Or c’est là qu’est le hiatus entre une image éthique, qui libèrerait le regard du spectateur et une image perverse ou idéologique qui l’enfermerait dans une intimité très étouffante avec un point de vue univoque, chargé de pathos et de séductions en tout genre. Dans le champ de la presse people dont le propos est de raconter les histoires de coeur et de pouvoir de l’Olympe médiatique, ce n’est pas gênant, mais dans le champ de l’information politique et en vertu d’un dispositif qui accorde une place importante aux images, ces procédés établissant une intimité affective avec les histoires représentées qui s’appuie sur un usage abusif et univoque du cadrage, posent un problème d’éthique journalistique et de respect de la liberté des lecteurs… La presse et le peep show doivent-ils vraiment se concurrencer ?

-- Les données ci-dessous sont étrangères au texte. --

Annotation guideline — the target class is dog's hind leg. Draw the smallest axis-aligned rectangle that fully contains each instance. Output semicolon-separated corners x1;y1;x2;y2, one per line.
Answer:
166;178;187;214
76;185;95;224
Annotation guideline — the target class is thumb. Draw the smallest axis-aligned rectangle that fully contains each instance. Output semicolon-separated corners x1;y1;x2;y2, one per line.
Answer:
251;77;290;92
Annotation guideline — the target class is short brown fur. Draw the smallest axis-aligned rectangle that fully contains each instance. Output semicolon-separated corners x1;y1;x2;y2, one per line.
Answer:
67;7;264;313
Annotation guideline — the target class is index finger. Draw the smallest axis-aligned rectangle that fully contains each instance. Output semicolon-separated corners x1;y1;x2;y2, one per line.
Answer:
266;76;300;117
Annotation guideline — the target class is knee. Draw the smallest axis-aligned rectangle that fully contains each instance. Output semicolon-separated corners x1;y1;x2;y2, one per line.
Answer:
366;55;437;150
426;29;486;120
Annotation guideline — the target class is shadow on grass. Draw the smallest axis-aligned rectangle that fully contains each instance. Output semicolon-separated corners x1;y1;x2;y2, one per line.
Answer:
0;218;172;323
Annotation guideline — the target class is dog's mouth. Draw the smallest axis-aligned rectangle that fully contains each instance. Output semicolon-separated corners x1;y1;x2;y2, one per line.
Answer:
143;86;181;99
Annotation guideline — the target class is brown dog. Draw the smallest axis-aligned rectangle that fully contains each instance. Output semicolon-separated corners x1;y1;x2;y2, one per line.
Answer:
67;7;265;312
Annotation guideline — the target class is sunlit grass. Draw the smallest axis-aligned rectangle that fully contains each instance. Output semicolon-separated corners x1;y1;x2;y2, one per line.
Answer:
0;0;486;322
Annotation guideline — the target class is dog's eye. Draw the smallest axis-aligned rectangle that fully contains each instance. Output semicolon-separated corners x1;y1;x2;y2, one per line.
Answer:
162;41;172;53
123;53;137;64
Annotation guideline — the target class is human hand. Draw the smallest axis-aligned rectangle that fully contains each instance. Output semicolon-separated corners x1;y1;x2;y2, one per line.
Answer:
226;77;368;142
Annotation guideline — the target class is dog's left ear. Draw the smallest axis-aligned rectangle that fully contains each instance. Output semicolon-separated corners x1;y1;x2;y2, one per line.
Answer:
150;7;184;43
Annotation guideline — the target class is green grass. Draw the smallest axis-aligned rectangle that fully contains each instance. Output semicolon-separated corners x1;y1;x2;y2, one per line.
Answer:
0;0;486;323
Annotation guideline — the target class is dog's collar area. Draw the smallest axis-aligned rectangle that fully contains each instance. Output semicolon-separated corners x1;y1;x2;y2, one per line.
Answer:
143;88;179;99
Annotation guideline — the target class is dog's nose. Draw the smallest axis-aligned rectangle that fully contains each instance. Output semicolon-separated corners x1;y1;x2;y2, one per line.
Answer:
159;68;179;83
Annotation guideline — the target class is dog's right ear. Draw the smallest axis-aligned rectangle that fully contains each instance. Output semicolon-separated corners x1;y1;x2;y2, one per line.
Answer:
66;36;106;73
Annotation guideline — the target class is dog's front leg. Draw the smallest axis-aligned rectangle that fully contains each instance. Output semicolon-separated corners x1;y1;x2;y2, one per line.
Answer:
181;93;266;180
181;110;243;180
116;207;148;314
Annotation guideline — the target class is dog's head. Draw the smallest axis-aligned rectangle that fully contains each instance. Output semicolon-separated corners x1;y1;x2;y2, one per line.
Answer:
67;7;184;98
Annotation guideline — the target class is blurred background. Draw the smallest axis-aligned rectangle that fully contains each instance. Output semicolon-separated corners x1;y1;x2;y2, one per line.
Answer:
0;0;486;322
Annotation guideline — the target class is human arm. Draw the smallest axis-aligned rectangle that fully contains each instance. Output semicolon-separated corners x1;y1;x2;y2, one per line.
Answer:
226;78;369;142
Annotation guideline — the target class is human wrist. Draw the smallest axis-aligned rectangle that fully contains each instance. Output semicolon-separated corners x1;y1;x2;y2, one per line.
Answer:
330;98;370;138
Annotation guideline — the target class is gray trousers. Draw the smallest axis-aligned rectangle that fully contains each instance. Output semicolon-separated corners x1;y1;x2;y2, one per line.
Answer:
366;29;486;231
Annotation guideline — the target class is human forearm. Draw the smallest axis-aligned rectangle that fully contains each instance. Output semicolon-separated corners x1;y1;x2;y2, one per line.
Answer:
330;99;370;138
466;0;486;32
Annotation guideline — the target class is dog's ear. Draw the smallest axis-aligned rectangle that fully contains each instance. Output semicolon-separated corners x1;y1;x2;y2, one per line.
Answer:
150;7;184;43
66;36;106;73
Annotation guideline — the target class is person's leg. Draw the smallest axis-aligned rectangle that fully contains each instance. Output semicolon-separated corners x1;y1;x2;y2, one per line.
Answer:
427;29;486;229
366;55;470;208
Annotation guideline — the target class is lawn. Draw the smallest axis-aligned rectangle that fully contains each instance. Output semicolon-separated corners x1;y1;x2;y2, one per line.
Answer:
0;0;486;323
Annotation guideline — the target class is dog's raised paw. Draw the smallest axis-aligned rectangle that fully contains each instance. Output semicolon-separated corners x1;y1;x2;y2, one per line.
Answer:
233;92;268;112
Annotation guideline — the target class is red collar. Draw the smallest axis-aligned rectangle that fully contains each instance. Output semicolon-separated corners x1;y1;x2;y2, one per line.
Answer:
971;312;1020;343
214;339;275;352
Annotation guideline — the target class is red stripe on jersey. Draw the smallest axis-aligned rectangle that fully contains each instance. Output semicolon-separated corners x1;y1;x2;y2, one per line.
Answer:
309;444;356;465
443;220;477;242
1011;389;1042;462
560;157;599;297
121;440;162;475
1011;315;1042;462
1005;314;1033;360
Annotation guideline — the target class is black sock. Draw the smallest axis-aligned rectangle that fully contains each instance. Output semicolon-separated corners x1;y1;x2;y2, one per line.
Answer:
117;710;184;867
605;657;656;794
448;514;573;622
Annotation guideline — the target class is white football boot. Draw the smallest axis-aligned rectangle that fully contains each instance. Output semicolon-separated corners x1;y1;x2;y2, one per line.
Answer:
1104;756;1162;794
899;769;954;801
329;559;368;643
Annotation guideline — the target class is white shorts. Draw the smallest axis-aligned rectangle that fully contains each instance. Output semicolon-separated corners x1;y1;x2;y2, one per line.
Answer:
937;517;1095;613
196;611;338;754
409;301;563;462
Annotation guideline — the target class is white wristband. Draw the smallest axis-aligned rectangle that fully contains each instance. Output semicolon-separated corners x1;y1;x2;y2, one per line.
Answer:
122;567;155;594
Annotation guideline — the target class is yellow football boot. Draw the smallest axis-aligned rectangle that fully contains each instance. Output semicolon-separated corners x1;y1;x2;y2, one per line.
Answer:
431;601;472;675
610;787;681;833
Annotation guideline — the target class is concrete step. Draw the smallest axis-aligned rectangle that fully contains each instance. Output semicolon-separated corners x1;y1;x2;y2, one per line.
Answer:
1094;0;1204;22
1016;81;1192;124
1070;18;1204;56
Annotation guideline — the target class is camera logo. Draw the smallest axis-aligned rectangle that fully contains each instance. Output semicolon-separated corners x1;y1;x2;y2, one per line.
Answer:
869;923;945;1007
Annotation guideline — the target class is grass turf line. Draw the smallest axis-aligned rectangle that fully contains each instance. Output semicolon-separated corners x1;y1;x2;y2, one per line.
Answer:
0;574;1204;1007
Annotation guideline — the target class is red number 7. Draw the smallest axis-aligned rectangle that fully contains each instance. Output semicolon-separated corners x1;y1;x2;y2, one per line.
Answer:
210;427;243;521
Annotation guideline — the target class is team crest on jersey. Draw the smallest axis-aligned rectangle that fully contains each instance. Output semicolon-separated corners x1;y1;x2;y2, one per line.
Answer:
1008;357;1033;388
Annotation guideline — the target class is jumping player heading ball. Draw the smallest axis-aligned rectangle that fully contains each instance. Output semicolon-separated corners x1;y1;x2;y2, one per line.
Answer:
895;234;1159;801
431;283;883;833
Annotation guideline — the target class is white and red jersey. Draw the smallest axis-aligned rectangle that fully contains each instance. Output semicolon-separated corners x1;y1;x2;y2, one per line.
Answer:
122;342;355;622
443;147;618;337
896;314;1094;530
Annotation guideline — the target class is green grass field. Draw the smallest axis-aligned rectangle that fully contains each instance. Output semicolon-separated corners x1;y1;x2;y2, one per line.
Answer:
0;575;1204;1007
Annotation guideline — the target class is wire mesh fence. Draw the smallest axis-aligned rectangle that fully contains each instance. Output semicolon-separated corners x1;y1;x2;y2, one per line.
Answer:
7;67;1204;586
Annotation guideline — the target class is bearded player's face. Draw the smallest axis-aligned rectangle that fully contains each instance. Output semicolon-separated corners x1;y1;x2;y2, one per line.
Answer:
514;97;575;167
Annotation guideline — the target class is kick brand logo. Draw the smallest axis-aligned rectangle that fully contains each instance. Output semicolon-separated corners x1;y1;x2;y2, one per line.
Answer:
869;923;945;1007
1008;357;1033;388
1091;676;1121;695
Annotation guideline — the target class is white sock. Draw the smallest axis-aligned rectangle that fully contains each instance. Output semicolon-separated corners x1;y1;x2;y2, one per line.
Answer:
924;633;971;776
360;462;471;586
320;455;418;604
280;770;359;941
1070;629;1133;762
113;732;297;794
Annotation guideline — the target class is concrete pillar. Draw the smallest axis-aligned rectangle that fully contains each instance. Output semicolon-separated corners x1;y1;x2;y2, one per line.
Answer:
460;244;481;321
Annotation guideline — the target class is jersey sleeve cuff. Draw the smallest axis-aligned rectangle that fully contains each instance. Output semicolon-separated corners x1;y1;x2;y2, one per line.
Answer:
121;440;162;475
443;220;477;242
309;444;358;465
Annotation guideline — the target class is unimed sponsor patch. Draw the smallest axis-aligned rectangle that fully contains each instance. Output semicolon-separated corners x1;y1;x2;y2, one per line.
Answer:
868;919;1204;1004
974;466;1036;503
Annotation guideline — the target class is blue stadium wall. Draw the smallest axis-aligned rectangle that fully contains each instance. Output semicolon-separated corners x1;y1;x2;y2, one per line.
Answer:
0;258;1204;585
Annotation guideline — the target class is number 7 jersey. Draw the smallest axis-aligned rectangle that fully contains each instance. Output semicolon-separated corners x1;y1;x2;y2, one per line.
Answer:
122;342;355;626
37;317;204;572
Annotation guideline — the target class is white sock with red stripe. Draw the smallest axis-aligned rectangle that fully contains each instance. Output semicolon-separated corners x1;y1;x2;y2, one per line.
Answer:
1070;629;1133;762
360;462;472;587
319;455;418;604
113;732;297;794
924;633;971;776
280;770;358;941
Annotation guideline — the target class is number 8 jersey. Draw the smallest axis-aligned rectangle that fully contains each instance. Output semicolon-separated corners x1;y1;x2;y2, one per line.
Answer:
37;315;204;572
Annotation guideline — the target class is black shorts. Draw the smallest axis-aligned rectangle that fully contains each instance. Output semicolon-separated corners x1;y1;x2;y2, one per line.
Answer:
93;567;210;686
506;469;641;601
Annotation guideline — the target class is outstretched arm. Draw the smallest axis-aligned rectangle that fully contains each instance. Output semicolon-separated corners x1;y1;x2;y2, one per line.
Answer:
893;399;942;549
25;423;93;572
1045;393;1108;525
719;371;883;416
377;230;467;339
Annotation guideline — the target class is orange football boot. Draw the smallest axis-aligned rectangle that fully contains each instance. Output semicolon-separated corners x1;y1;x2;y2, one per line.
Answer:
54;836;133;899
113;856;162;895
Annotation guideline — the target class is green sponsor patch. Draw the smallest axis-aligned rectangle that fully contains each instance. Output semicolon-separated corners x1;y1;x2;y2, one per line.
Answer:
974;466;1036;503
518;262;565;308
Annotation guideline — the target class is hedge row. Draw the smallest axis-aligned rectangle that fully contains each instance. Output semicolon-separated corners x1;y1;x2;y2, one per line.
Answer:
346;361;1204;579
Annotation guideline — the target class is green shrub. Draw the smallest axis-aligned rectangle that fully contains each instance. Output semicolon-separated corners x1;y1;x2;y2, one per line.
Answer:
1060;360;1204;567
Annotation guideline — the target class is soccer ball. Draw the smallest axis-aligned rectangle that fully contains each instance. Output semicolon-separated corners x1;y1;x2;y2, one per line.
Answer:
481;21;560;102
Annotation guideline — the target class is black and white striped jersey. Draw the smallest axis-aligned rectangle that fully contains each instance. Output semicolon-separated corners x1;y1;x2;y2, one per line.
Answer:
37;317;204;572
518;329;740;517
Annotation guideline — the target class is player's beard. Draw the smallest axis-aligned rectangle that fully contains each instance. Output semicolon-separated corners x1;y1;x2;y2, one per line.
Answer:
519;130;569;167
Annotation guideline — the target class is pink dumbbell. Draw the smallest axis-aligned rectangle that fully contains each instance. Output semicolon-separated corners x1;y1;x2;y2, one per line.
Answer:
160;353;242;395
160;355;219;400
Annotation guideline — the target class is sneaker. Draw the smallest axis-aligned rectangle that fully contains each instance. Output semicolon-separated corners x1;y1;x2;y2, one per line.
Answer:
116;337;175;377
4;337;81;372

Je prendrais en contrepoint cette belle illustration de Libération.fr placée en tête de ce billet dans une position contradictoire, concernant l’envolée des prix du gaz et de l’essence.

Envoléé du prix du gaz et de l'essence ; Libération.fr dimanche 3 avril 2011

Le gros plan n’y est pas oppressant dans la mesure où peu chargé d’affect et énigmatique, il offre au regard du spectateur, sous un angle original et radicalement subjectif,  l’occasion de voir le visible devenir un signe à interpréter, ce qui, au lieu de le soumettre à la force de l’affect, le rend plus libre.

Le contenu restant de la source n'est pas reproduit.